On the other hand, Southampton were mired in a relegation battle. One which they would only escape on the season’s final day, finishing ahead of Manchester City (remember those days?) only on goal difference.
Instead of the game becoming a routine win for United, Southampton completely wiped the floor with Sir Alex Ferguson’s side, taking a 3-0 lead into half-time.
What was to blame for such a shoddy performance from a team that looked unstoppable beforehand? Had they underestimated a wounded opponent fighting for its life? Were they too cocky given the recent winning run? Or were they wearing strips too ghastly for cohesive football?
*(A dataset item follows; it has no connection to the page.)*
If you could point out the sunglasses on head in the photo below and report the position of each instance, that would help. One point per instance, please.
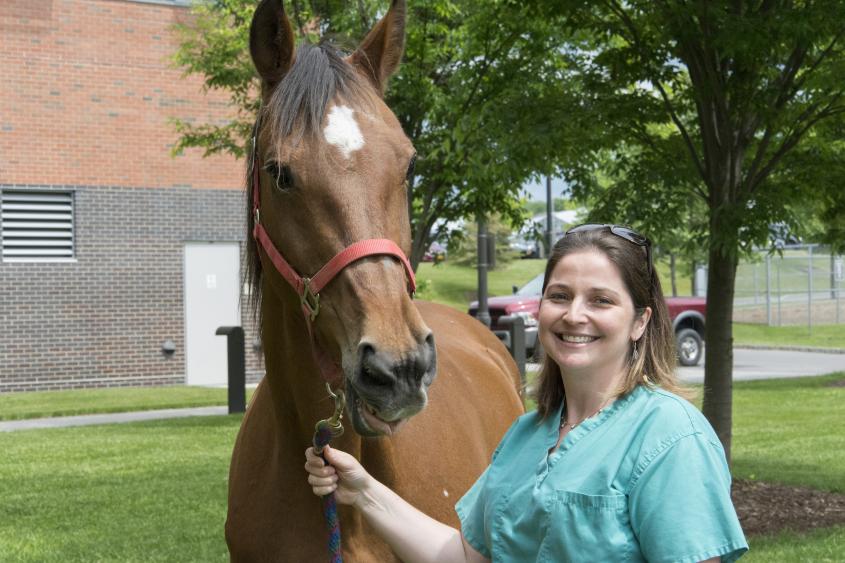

That’s right, United blamed the kits.
They changed from their grey strips into a blue and white alternate for the second half because, apparently, the players had trouble seeing each other. And it wasn’t the first time either. All in all, Fergie’s side wore the horrid grey five times and lost four, drawing the other. Even in the match at The Dell their fortunes improved marginally after the grey kits were discarded, as they stopped the bleeding in the second half but still lost 3-1.
It’s now 21 years later and, north of the border, Hearts are experiencing similar difficulties with their own divisive design - though there’s little chance of the players failing to see each other in this instance.
It was a nice idea. A kit made up of primrose and pink horizontal strips was something radically different - as a personal preference, every club should bring out a startling away kit every few years as a reminder that boring choices are the right choices - and it had a link to club and Scottish football history. However, it does not seem to be inspiring the players on the park.
Following Sunday’s disappointing second half performance and draw with Raith Rovers in the Scottish Cup, Hearts are yet to register a victory in six attempts wearing this season’s preferred away kit. Those matches are as follows...
Lost 1-0 away to St Johnstone
Drew 3-3 away to Inverness
Drew 3-3 away to Hamilton
Drew 2-2 away to Ross County
Lost 3-2 away to Dundee
Drew 1-1 away to Raith Rovers
Hearts have suffered heartbreak on three of those occasions, losing late goals to Raith Rovers and Dundee, while an injury-time penalty miss at Ross County stopped them from halting the streak in agonising fashion.
They’ve won three times away from home this season: twice in the league and once in Europe. Away to Infonet Tallinn they kept their home kit on, while victories over Partick Thistle and Motherwell were achieved wearing last season’s away top, which is a more humble white and maroon number. They would do well to bring these kits out of storage for the remainder of the campaign.
While they’ve had no trouble scoring goals - netting 11 over six games, an impressive figure - it’s in defence where they’ve run into problems, conceding 13. No team should fail to win a game in which they’ve scored three goals. ‘Fruit Salad’ Hearts have done it twice.
Seeing as we’re in late January and the games are ticking away, you have to wonder if Hearts will ever win in pink and yellow colours, or if there’s even any need for them to be worn again.
Of the remaining away matches prior to the split, Motherwell and Aberdeen are traditional away fixtures where Hearts would switch. Although, they’re unlikely to turn to the Rosebury at Fir Park due to a potential clash, while they wore the white and maroon kit at Pittodrie earlier in the campaign.
Unless there is a deal in place with Puma where it has to be worn a certain number of times, maybe Hearts should consider making Sunday its final sighting.